Alcatel Lucent’s subtle defence of Huawei
Alcatel Lucent chief executive Ben Verwaayen has potentially come to the defence of ousted rival telco equipment maker Huawei, while defending his own products.
Verwaayan slammed claims that equipment from his company, headquartered in Paris, that’s been manufactured in China is unreliable.
This story stems from the decision by the federal government to heed advice from US security officials and effectively ban China’s Huawei from the NBN tender process.
In the Australian Financial Review, Verwaayen wouldn’t be drawn directly on Huawei’s situation. He would only state that while some components and instruments in Alcatel products are made in China, the software component vulnerable to tampering isn’t.
Is that distinction convincing? Not to some. IBRS security expert James Turner said manufacturing in China gives Alcatel Lucent little control over the final product, which could easily be tampered with.
A study from Cisco has given fresh legs to the ongoing debate about whether the NBN’s likely usage can justify the cost – a debate that’s likely to go on well after the last fibre cable is laid.
According to Cisco, Australian internet traffic is set to increase seven-fold by 2016, largely as a result of video. That’s 708 petabytes a month, truly unfathomable numbers.
NBN Co used the study to emphasise the necessity of a swift rollout of the NBN.
However, the study has also copped some criticism because it’s effectively forecasting the usage of a utility without any consideration for price.
According to ComputerWorld, Intelligent Business Research Services (IBRS) analyst Guy Cranswick says the Cisco data is a useful guide, but hardly fool-proof.
“NBN Co would have to demonstrate that data volume/usage is unaffected by price and they cannot,” says Cranswick.
In response to his comments, an NBN spokesperson said the network company will endeavour to provide consumers with the cheapest prices possible.
The debate about broadband cost is an international one, as demonstrated by ZDNET’s David Braue. The writer explains how the good people of Palo Alto, a rich community in the middle of Silicon Valley, have rejected a FttH proposal because it would be too expensive.
Closer to home Vico-Chancellor of the University of Southern Queensland, Jan Thomas, has raised the issue of NBN access for students from poorer backgrounds, rural areas and those with disabilities. Thomas suggests that unless the government offers subsidies for some students in these situations, they might miss out on the benefits
The benefits of the network are expected to be significant, especially for small business and rural areas. NBN Co general manager for external affairs Trent Williams reports that up to 90 per cent of small businesses in some rollout areas in rural Australia are signing up for the service.
Viocorp chief operating office Rachel Dixon similarly sold the benefits for rural Australia, arguing that it could prevent the brain drain that’s eroding many services in the bush.
Both these developments give some context to the wireless tower debate mentioned earlier.
The government’s challenge is to instil these benefits in community attitudes, particularly before its likely removal at the next election.

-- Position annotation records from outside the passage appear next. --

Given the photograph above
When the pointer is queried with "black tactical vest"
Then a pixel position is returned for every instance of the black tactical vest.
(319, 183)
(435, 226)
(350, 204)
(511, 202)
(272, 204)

The department of broadband, communications and the digital economy held broadcast a live panel discussion over the web to do exactly that.
According to The Telegraph, federal MPs have been sent cardboard cut-outs to help them understand how the NBN works. It’s reassuring to see how engaged our elected members are with such top-shelf education materials being rolled out to them.
And finally, NBN Co chief executive Mike Quigley has refused to accept a $400,000 annual bonus because of certain objections he has for short-term remuneration. For all the criticisms the opposition has had for the financing of the NBN and its attacks on Quigley’s reputation, it’d be nice to see some recognition of such self-sacrifice.
Quigley’s entire first year’s salary of $2 million was donated to medical research.